In retrospect it was an intricate system of teaching and series of experiences that led me to dislike women. I never once thought that, in disliking women, I disliked myself. I disliked my identity. I thought I was different, better – special. I could climb walls, hike, run, fall and get injured without crying, and hang out with the boys without getting grossed out. Most movies I watched had the angle of a woman needing male approval of some kind to feel validated – from her father, boyfriend or colleague. The music I heard had women who wanted to please men and men who wanted to be pleasured. The same applied to a lot of the literature I encountered. There were few alternative stories. This taught me to seek male approval, both consciously and subconsciously. How could I not?
This is changing, however. Slowly but surely, and it makes me happy. We are discovering women, I am discovering women. Discovering that they are not one dimensional. More women are taking back their agency, and they are receiving support from their peers, and from popular culture. We have films, TV series, songs and other media empowering women more than they have in the past, at least according to my memory.
During this year’s International Women’s Day Celebrations, I was part of two events that gave me hope: The Atieno Project, an unconference open to both men and women, and The Edge of Womanhood, a play written, narrated and performed by women. Both events questioned the need to label/categorize women – as though they are one dimensional creatures. Slut, Gold digger, Wife material, Bossy bitch. Is there not more to women? Moreso, how do pop culture and the media we consume enforce this image, because they definitely do? We need to continue the push for a realistic representation of women – be they black, brown or white, size 8 or plus sized, short or tall, whether or not they can cook – you name it. In the material we create, let us represent the many types of women that we encounter, and in the material we consume, let us be discerning.

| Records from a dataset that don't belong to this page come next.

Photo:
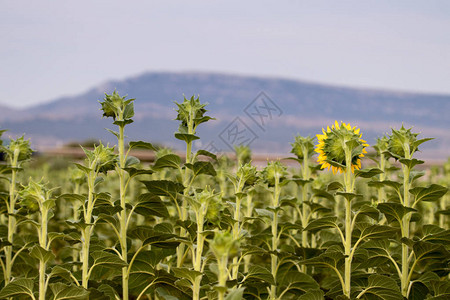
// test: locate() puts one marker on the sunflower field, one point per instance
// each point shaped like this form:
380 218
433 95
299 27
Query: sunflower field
203 226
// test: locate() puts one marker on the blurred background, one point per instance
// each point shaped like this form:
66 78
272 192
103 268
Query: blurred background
271 69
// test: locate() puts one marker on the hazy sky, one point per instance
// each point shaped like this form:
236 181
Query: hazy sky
54 48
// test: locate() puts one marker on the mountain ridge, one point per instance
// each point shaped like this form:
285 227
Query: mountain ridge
305 107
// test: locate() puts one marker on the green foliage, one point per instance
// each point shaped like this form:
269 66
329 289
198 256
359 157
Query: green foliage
201 226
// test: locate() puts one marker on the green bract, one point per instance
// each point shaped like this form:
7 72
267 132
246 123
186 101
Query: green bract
246 174
33 195
224 244
403 143
101 159
191 113
119 108
18 149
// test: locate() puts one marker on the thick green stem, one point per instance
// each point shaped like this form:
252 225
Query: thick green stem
274 261
42 267
405 231
43 244
85 257
198 251
123 214
11 218
86 233
223 275
248 214
183 217
442 217
348 223
237 228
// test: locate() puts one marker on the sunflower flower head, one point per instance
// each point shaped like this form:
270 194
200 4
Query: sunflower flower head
335 142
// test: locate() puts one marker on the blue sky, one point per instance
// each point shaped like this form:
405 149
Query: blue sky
55 48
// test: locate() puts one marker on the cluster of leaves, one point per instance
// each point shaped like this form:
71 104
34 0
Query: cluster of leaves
208 227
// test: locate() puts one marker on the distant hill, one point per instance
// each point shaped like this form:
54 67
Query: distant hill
290 107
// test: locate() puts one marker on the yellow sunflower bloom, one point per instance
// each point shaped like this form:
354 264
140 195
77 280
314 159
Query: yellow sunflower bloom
333 143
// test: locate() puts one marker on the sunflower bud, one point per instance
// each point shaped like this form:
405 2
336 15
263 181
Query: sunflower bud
191 113
118 108
19 148
403 143
33 195
210 203
246 174
335 142
275 171
381 145
101 159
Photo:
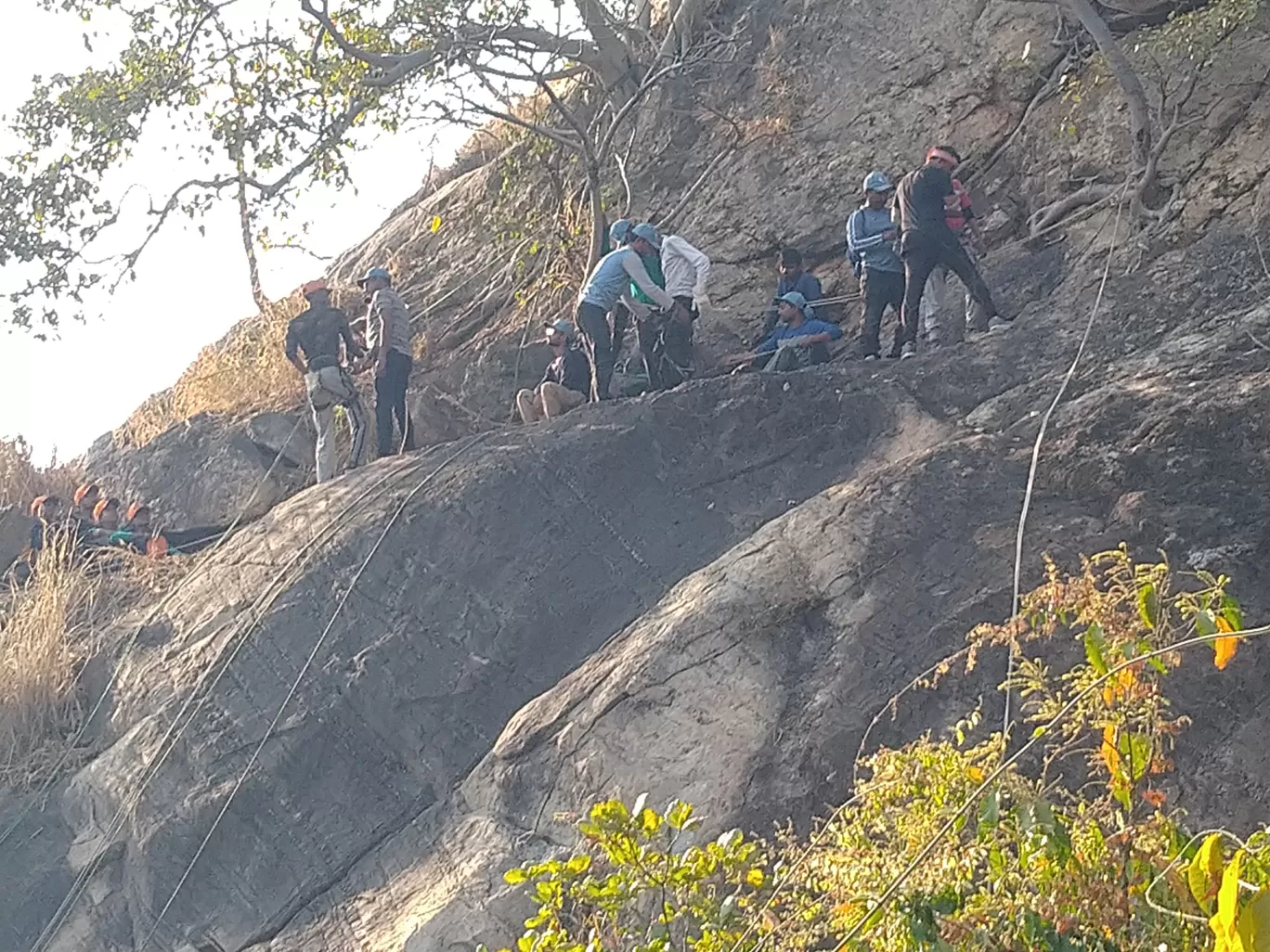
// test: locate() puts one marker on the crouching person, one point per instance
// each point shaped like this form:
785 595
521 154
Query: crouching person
318 333
565 383
796 343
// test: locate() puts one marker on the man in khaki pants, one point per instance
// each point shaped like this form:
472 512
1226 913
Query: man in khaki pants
319 333
565 383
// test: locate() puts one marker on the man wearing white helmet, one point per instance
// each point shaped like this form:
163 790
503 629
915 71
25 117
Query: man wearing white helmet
872 251
387 338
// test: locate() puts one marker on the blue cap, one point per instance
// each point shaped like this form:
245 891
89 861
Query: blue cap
562 328
877 182
375 273
618 231
649 234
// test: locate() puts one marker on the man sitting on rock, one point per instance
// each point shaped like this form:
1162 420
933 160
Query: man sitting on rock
797 341
565 383
318 333
607 286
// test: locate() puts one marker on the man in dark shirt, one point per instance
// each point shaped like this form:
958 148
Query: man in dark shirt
319 333
566 382
927 241
794 278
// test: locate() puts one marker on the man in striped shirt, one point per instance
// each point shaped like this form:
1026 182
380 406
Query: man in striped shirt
387 338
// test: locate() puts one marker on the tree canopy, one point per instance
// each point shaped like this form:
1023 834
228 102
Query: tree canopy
263 104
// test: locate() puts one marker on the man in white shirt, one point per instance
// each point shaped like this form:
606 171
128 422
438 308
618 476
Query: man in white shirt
666 339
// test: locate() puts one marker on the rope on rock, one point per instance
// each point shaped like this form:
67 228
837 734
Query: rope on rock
301 675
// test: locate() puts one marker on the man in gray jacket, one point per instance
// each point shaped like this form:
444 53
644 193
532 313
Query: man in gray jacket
872 251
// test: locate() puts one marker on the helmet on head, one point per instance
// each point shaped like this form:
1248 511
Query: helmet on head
877 182
618 233
649 234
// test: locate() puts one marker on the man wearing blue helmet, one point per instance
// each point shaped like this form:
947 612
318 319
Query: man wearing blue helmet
872 251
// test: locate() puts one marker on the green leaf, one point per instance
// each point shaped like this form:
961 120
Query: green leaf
990 811
1148 606
1094 642
514 877
1204 873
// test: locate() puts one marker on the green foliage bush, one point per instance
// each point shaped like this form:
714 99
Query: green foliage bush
949 843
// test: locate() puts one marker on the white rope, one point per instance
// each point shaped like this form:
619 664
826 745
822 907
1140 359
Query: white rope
1035 459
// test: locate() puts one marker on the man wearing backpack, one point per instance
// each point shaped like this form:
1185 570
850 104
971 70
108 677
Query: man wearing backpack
318 333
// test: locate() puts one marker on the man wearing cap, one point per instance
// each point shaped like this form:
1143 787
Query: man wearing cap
872 251
927 241
940 327
607 286
387 338
564 385
797 341
794 276
666 339
318 334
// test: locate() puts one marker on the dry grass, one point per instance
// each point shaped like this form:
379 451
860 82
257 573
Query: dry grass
48 631
20 480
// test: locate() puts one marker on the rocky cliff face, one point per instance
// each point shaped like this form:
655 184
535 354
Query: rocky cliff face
389 687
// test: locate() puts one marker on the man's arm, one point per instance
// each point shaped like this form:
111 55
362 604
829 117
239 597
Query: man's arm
639 275
292 348
352 349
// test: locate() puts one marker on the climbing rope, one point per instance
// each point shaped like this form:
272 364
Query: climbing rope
300 676
1041 438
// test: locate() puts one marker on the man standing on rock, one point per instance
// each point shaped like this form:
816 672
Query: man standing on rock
318 333
607 286
387 338
872 251
666 339
927 241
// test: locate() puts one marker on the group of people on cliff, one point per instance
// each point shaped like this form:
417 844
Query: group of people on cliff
904 244
94 521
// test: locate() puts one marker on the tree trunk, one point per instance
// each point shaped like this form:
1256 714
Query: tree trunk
594 192
1139 116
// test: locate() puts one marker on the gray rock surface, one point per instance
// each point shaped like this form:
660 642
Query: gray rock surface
206 471
510 558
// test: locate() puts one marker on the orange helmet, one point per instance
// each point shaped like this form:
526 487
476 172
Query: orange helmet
84 490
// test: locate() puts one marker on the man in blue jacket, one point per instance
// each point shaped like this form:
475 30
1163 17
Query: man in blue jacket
797 341
872 251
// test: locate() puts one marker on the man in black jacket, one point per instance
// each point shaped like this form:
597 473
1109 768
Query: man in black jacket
323 335
566 382
927 241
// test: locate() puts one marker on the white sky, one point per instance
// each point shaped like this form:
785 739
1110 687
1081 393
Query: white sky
64 392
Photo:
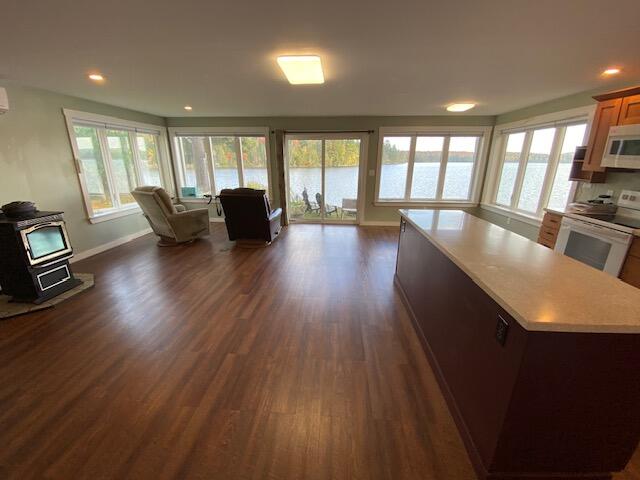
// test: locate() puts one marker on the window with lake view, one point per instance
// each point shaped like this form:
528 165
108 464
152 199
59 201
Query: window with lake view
211 163
534 167
428 168
112 161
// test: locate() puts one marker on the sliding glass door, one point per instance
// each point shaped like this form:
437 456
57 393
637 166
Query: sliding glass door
324 177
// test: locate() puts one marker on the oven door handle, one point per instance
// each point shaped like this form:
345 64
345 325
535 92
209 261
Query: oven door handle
596 230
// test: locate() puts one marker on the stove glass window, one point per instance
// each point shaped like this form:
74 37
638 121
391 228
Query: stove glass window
589 250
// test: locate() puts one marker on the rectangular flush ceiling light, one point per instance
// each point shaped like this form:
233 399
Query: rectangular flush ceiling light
302 69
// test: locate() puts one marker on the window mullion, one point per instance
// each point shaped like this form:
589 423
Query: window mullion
133 141
552 166
412 158
502 158
239 162
443 167
522 167
182 166
208 150
106 156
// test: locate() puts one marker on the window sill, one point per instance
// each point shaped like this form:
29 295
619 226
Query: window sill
427 204
192 200
522 217
104 217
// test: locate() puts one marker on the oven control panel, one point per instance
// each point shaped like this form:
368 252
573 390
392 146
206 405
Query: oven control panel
629 199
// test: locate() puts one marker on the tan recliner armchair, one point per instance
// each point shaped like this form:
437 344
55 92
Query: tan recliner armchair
172 223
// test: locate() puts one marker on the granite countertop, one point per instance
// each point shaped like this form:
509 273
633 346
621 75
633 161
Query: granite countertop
541 289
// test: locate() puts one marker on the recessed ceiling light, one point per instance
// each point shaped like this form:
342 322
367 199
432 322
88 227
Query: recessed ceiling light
611 71
460 107
302 69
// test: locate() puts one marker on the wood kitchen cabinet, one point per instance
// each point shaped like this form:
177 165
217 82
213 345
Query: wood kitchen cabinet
615 108
549 229
530 402
630 110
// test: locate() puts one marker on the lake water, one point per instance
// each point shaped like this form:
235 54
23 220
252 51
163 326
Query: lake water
342 182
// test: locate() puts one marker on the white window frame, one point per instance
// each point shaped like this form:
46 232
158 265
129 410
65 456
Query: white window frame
498 149
176 132
362 166
75 117
484 132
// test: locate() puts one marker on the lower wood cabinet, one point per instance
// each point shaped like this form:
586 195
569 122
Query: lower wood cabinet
528 404
549 229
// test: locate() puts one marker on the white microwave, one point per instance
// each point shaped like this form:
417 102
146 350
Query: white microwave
623 147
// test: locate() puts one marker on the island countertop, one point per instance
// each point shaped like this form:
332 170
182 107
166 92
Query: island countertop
541 289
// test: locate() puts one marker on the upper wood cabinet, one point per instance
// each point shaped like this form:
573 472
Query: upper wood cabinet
615 108
630 110
607 115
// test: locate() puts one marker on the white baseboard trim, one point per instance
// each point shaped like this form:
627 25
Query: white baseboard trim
109 245
373 223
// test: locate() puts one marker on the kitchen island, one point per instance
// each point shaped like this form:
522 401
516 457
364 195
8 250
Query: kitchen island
538 355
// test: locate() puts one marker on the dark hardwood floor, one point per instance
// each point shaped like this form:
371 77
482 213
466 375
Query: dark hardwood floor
296 361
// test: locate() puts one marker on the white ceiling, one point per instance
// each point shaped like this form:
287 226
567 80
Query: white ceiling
403 57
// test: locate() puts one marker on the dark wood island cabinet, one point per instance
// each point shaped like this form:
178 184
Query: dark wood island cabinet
537 354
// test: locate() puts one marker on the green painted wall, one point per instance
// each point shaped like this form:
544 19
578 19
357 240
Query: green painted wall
372 213
559 104
616 182
36 161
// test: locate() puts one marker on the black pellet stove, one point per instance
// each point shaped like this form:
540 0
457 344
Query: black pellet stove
34 254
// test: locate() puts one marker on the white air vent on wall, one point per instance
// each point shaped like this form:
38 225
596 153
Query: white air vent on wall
4 101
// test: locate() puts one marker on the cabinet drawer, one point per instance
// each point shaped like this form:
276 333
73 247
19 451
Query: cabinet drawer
546 242
552 220
547 234
631 271
635 247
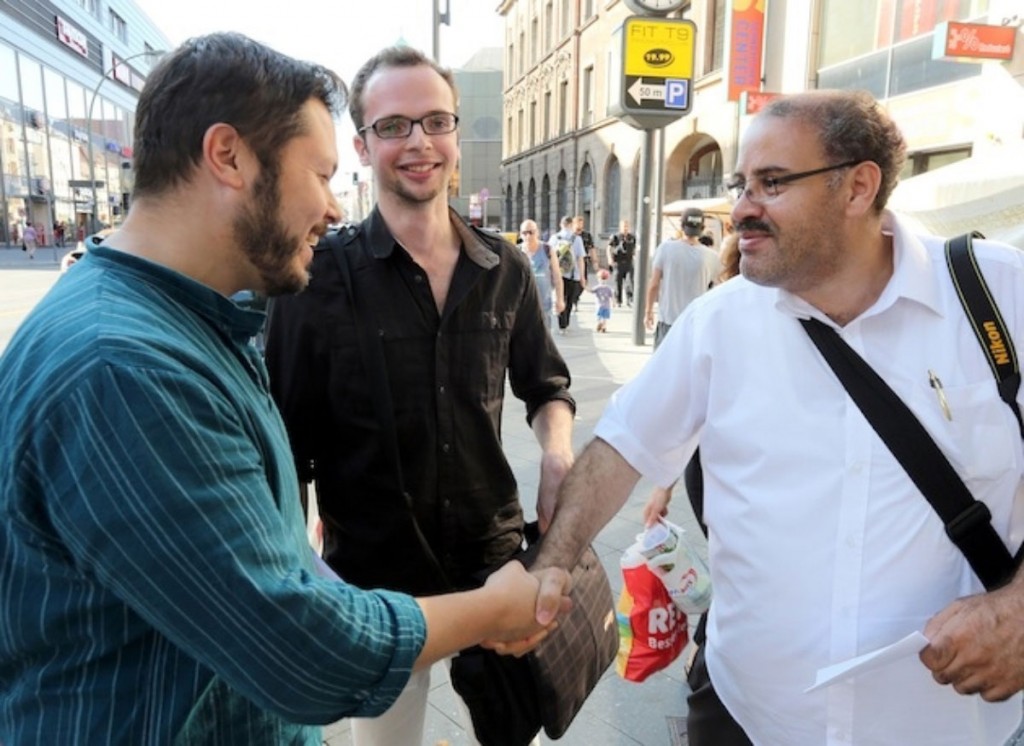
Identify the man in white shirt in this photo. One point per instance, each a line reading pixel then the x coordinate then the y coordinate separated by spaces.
pixel 821 549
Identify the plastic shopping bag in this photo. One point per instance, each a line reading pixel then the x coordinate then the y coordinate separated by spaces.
pixel 652 631
pixel 676 563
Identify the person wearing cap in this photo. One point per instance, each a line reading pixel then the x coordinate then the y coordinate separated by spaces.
pixel 684 269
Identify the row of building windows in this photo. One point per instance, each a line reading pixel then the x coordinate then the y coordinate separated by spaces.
pixel 51 129
pixel 117 25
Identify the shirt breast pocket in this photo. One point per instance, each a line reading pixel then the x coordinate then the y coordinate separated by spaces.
pixel 480 354
pixel 976 430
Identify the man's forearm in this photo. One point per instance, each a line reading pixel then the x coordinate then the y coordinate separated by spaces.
pixel 593 492
pixel 553 427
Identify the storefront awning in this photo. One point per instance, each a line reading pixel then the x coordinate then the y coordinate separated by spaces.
pixel 982 192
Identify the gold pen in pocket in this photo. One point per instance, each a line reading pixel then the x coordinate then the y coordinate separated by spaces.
pixel 941 394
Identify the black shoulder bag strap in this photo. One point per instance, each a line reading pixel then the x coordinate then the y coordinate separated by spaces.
pixel 373 357
pixel 968 521
pixel 985 319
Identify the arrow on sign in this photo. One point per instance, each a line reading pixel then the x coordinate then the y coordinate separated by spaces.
pixel 641 91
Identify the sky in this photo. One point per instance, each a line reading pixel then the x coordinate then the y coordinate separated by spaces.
pixel 338 34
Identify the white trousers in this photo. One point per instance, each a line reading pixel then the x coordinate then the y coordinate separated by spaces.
pixel 402 723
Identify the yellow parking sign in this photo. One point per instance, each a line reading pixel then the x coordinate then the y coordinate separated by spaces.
pixel 655 71
pixel 658 47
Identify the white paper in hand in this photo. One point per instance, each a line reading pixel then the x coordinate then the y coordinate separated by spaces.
pixel 910 645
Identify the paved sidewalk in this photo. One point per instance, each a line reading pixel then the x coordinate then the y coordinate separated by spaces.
pixel 46 257
pixel 619 712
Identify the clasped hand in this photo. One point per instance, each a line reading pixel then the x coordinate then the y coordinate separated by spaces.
pixel 977 644
pixel 535 600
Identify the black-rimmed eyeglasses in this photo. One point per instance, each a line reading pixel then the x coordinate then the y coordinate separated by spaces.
pixel 765 188
pixel 392 128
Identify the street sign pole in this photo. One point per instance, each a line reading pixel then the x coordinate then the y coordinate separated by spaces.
pixel 656 76
pixel 644 248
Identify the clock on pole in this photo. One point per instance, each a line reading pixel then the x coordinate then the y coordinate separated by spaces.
pixel 654 7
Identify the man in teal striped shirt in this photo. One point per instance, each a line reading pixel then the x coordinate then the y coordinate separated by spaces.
pixel 156 584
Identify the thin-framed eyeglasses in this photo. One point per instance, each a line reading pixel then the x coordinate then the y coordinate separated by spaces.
pixel 765 188
pixel 392 128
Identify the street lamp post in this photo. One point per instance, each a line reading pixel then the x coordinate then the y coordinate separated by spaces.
pixel 92 103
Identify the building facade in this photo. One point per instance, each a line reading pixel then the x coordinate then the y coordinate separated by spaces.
pixel 565 154
pixel 71 72
pixel 478 178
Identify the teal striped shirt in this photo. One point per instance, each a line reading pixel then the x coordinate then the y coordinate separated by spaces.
pixel 156 584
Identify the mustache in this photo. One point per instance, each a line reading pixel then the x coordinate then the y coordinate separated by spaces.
pixel 753 225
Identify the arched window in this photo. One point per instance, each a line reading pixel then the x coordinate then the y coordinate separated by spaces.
pixel 546 204
pixel 561 198
pixel 612 195
pixel 587 192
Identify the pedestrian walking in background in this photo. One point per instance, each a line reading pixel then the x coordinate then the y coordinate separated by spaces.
pixel 621 252
pixel 591 264
pixel 30 239
pixel 822 549
pixel 158 585
pixel 390 369
pixel 602 294
pixel 684 269
pixel 571 263
pixel 546 273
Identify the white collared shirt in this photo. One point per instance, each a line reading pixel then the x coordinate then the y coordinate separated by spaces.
pixel 821 549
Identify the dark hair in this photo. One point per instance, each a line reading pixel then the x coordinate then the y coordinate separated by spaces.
pixel 395 56
pixel 222 78
pixel 851 126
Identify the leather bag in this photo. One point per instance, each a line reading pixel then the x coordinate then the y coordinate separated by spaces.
pixel 511 699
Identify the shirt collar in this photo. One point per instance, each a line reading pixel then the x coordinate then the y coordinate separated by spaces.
pixel 382 243
pixel 912 279
pixel 238 323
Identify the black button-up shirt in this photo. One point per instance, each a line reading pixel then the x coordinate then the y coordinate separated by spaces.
pixel 440 452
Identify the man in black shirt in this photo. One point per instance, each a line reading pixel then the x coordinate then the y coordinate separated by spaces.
pixel 390 368
pixel 579 223
pixel 622 248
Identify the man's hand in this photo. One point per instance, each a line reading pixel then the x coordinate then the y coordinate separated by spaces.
pixel 656 506
pixel 977 644
pixel 550 602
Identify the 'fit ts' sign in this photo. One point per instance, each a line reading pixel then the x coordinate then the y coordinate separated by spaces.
pixel 656 74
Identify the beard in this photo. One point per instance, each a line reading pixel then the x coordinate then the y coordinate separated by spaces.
pixel 264 239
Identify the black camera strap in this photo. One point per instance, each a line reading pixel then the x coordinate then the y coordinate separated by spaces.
pixel 985 319
pixel 968 522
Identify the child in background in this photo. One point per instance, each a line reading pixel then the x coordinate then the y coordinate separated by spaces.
pixel 603 295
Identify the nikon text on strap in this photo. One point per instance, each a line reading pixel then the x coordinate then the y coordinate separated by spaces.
pixel 985 319
pixel 968 521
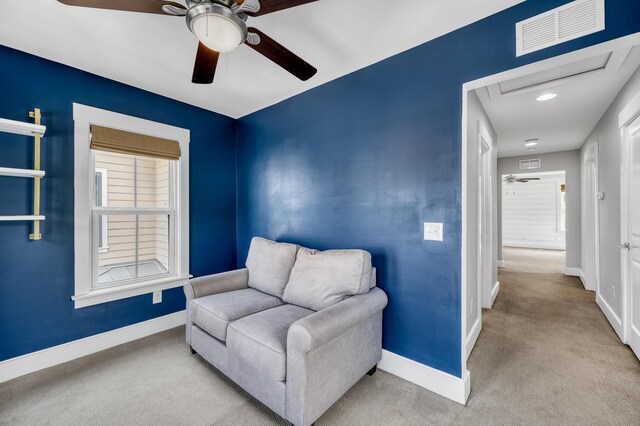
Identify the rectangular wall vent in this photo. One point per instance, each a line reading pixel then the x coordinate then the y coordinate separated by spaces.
pixel 568 22
pixel 533 163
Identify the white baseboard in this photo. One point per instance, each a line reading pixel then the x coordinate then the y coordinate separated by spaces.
pixel 494 292
pixel 455 388
pixel 29 363
pixel 472 338
pixel 573 272
pixel 543 246
pixel 613 319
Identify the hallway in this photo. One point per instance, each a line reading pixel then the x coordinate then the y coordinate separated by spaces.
pixel 547 354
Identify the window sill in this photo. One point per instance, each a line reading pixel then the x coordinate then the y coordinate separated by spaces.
pixel 95 297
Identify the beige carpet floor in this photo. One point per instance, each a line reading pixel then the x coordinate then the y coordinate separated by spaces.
pixel 546 356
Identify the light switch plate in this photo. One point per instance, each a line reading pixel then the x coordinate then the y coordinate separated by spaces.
pixel 433 231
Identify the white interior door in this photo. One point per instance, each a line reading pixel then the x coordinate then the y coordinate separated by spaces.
pixel 633 238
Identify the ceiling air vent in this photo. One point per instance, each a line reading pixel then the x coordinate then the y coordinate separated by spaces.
pixel 530 164
pixel 568 22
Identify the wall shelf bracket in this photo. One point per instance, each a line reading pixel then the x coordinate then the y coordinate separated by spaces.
pixel 36 235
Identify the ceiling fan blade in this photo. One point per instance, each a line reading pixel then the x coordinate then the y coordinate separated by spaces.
pixel 279 54
pixel 205 68
pixel 144 6
pixel 270 6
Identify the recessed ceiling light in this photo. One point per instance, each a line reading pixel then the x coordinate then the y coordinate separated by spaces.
pixel 546 97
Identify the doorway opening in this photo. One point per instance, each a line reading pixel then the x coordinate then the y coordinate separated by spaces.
pixel 533 189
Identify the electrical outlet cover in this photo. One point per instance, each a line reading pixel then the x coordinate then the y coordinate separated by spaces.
pixel 433 231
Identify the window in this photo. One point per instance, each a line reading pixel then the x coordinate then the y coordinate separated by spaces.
pixel 131 210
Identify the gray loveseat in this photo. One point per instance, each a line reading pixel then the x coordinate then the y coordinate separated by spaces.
pixel 296 328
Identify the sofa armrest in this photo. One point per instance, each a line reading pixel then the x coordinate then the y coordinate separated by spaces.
pixel 213 284
pixel 313 331
pixel 217 283
pixel 329 351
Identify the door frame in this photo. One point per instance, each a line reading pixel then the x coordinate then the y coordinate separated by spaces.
pixel 486 293
pixel 591 154
pixel 626 118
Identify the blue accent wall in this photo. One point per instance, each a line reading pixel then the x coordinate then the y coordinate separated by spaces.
pixel 36 277
pixel 363 161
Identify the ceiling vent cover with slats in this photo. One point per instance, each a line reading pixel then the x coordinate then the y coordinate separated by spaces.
pixel 568 22
pixel 533 163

Now, I spend many of my days just amazed by women, both those in my life and those I hope to emulate – their strength, their diversity and the fact that each of them has such a compelling story.
We are actively, and passively, taught to dislike each other. Whenever we say or do something that grates society, we are put in line with statements like “You’re not wife material” or “Now who will marry you?” We look at fellow women as competition, be it in the work place or in social situations. “That one will steal your man” is a statement one hears often, as well as “I hate female bosses, they are so petty! I prefer a male boss.” We are portrayed as all loving the same things – shopping, gossip, pleasing men – when we are as different as the colours on the spectrum. We take statements like “You’re not like them other girls” as positive reinforcement, as if those other girls are such horrible people. We are constantly in search of approval from our male peers, without the realization that we are amazing regardless. Maybe we do not hear that enough.
We need to unlearn this dislike of other women, because inherently, it is a dislike of ourselves – of our identity. Wonderful things happen when you discover women. Discussions about nail polish are no longer useless, they are interesting. You learn that just because she likes shopping and shoes, does not make her any less intelligent than you are. Just because you prefer to wear flat shoes, shorts and watch sports does not mean you should have been a man.
You too are a woman.
I have opened up to women, and they have taken me in with warmth and open arms. I see beauty in the moments where I lend or get lent a sanitary towel. The kindness with which it is given to me warms my heart. I see beauty when women support and engage me online, be it when we discuss real estate, structural injustice or politics. I am grateful when they mentor and guide me in my career, as well as life in general. I listen keenly when they tell me about their men troubles, because they have enough troubles as it is already. They don’t need any more. Neither do I.